Please calm down..relax...I understand you are afraid...This is a very big shock..to anyone. There are alot of things going on and you need to sort through them so you need to know why your acting the way you are..1. You are afraid..you should be..you weren't planning it and you obviously have alot of commitments you want to live up to but...the fact is...kids NEVER come when your ready even when you think your ready.2. Your Irrational..tying a noose or committing suicide will not solve anything..It will unfortunately make things worse.. You will hurt people close to you and possibly traumatize others that your not aware of...Your hormones are out of whack and you need to know that and recognize it and get help or support quick..because worse thing about suicide is its not always fool proof and you can live but it will be a terrible life..maybe brain damaged or paralyzed.. all kinds of things can happen and you can live..so lets just get that out of the thought process because its unacceptable..What happened is done and now you have to come up with a solution rationally so there are no long term consequences.. 3. Guys are jerks lets face it...some more than others but all the same...so don't count on him for anything!
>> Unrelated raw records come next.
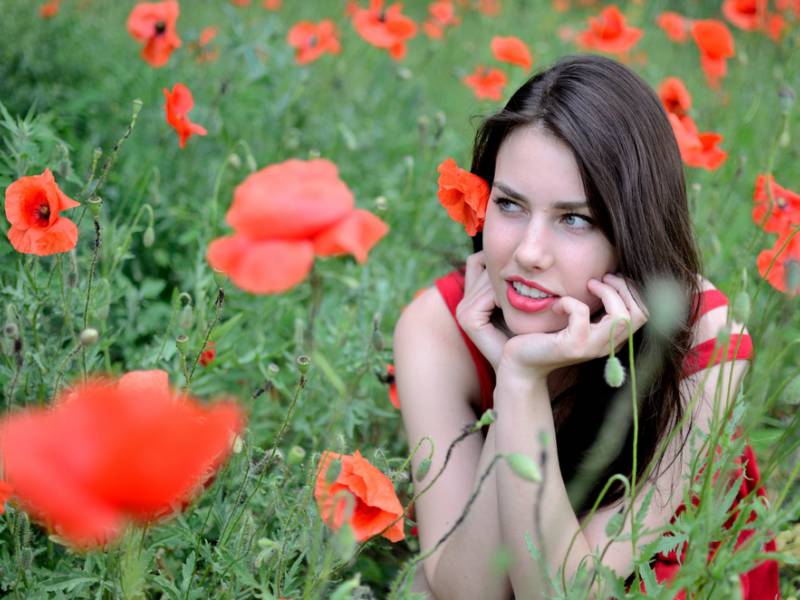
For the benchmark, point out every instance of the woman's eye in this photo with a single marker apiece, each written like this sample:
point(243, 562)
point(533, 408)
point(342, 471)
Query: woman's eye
point(577, 221)
point(506, 205)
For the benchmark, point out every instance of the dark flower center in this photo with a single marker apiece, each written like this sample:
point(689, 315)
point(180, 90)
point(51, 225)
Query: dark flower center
point(42, 213)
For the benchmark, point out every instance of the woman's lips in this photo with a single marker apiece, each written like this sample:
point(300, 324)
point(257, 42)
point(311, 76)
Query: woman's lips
point(526, 304)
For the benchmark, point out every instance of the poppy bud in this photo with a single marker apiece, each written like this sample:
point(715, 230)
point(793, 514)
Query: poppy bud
point(296, 455)
point(523, 466)
point(724, 335)
point(95, 202)
point(10, 330)
point(149, 237)
point(344, 542)
point(614, 372)
point(786, 97)
point(234, 160)
point(741, 307)
point(89, 337)
point(303, 363)
point(423, 469)
point(665, 301)
point(614, 525)
point(332, 474)
point(792, 276)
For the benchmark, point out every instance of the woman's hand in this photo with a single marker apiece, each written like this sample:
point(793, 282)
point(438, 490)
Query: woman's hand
point(474, 312)
point(538, 354)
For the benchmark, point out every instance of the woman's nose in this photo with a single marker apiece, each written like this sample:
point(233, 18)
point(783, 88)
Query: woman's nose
point(535, 250)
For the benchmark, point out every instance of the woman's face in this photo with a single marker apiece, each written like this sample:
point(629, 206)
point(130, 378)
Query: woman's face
point(538, 232)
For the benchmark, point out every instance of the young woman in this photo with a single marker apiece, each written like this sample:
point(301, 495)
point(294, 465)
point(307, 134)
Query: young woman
point(587, 204)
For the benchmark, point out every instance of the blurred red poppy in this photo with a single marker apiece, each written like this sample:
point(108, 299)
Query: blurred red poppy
point(49, 9)
point(282, 216)
point(464, 195)
point(32, 208)
point(780, 264)
point(442, 15)
point(153, 24)
point(107, 452)
point(179, 104)
point(512, 50)
point(675, 26)
point(375, 503)
point(486, 83)
point(386, 28)
point(312, 40)
point(777, 214)
point(609, 32)
point(716, 46)
point(674, 96)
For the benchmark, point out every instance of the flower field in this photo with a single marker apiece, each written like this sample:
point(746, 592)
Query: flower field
point(215, 212)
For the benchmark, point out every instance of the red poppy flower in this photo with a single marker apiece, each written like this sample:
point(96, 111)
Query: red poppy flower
point(716, 46)
point(208, 354)
point(674, 96)
point(777, 214)
point(49, 9)
point(675, 26)
point(32, 208)
point(464, 195)
point(282, 216)
point(512, 50)
point(786, 259)
point(107, 452)
point(179, 104)
point(384, 28)
point(609, 33)
point(390, 381)
point(153, 24)
point(747, 15)
point(486, 83)
point(312, 40)
point(375, 503)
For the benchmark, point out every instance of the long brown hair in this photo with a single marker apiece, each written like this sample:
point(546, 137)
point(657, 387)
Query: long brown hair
point(632, 173)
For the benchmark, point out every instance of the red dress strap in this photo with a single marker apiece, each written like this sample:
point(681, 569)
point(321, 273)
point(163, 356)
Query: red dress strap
point(708, 353)
point(451, 287)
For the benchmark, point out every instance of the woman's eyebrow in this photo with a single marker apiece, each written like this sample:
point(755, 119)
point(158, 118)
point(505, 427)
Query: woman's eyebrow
point(563, 205)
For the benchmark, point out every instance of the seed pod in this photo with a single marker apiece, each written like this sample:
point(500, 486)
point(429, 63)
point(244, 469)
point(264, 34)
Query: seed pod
point(303, 363)
point(741, 307)
point(296, 455)
point(614, 372)
point(423, 469)
point(523, 466)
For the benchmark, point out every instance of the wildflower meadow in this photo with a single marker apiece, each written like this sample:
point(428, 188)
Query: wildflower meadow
point(215, 212)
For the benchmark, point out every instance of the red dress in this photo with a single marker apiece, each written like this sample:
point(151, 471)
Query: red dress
point(759, 583)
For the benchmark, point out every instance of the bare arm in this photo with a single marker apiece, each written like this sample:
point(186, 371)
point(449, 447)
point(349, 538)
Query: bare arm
point(436, 379)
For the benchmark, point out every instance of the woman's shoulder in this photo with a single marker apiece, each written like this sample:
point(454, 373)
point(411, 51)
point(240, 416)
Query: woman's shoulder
point(428, 345)
point(713, 314)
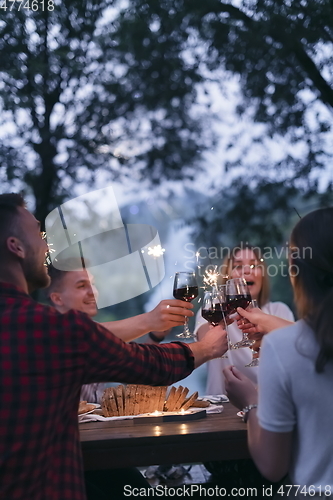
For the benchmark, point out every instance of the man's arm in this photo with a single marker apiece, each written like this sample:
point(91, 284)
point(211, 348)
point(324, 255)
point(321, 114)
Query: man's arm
point(107, 357)
point(166, 315)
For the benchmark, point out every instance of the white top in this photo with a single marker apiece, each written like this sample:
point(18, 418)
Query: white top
point(293, 397)
point(237, 357)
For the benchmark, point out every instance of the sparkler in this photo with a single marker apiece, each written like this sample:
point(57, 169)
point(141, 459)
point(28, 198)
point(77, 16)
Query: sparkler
point(156, 251)
point(210, 277)
point(48, 260)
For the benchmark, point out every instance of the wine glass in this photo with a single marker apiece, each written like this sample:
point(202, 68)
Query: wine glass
point(255, 352)
point(214, 308)
point(238, 295)
point(185, 288)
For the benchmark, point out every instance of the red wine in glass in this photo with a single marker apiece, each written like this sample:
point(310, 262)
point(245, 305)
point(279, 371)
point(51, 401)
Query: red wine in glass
point(187, 293)
point(213, 315)
point(239, 300)
point(238, 295)
point(185, 288)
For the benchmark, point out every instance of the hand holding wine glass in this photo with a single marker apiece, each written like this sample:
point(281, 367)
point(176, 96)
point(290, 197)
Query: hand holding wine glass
point(238, 295)
point(185, 288)
point(214, 309)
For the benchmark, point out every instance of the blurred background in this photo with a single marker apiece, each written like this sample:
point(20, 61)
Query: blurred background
point(211, 120)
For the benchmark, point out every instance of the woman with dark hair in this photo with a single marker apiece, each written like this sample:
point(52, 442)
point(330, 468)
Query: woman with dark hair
point(242, 261)
point(291, 432)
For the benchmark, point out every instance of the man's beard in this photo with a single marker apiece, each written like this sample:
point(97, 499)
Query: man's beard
point(35, 272)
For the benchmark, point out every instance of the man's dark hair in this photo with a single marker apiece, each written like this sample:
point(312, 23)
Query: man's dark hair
point(57, 275)
point(9, 204)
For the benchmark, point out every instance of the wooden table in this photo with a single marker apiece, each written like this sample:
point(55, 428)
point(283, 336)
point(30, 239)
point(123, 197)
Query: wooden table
point(108, 445)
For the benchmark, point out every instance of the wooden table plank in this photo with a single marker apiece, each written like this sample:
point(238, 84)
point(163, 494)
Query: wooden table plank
point(216, 437)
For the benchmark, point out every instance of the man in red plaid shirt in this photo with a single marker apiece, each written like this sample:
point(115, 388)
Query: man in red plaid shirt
point(45, 359)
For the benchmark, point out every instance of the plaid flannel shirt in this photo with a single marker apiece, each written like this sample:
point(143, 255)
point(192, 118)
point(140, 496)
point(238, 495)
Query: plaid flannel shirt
point(45, 358)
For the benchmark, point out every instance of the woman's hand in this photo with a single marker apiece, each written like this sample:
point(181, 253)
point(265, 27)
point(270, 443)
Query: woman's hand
point(239, 389)
point(257, 323)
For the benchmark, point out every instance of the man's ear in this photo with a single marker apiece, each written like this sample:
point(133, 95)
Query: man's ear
point(56, 299)
point(16, 246)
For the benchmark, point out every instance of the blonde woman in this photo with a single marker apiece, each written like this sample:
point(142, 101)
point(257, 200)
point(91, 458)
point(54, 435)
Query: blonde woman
point(243, 261)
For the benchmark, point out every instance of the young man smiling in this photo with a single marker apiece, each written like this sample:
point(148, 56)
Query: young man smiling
point(76, 290)
point(45, 359)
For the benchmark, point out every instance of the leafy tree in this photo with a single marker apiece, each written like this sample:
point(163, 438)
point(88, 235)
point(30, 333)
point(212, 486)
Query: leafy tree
point(280, 52)
point(70, 94)
point(78, 83)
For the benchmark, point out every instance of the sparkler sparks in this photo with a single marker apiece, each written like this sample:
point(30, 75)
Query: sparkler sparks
point(156, 251)
point(210, 277)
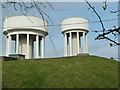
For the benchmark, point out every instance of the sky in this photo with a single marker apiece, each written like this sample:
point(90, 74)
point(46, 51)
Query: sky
point(68, 10)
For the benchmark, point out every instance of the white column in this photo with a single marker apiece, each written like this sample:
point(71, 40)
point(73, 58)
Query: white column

Look how he's acting! He gets you pregnant then acts like a jackass...do you really want someone like that to raise kids with? how about even have as a boyfriend? he doesn't seem very reliable.. so unfortunately you have to face the fact..its all you...BUT that might not be such a bad thing..once you calm down.. First see if you want to keep them.. or give them up for adoption..(Adoption is hard but sometimes the right choice). Then see if you can get some support.. talk to your family, talk to your friends, reach out to people and learn to accept help. Your gonna need it either way..After doing that things should go a little smoother...but don't chase after him to help you..he already showed you what he's about and you don't need that drama...I know it hurts but HE'S A DOUCHE! Your stronger than you think you are and you don't need him. I wish you luck and if you ever want to talk..I'm here...Don't give up...I'll keep checking for you...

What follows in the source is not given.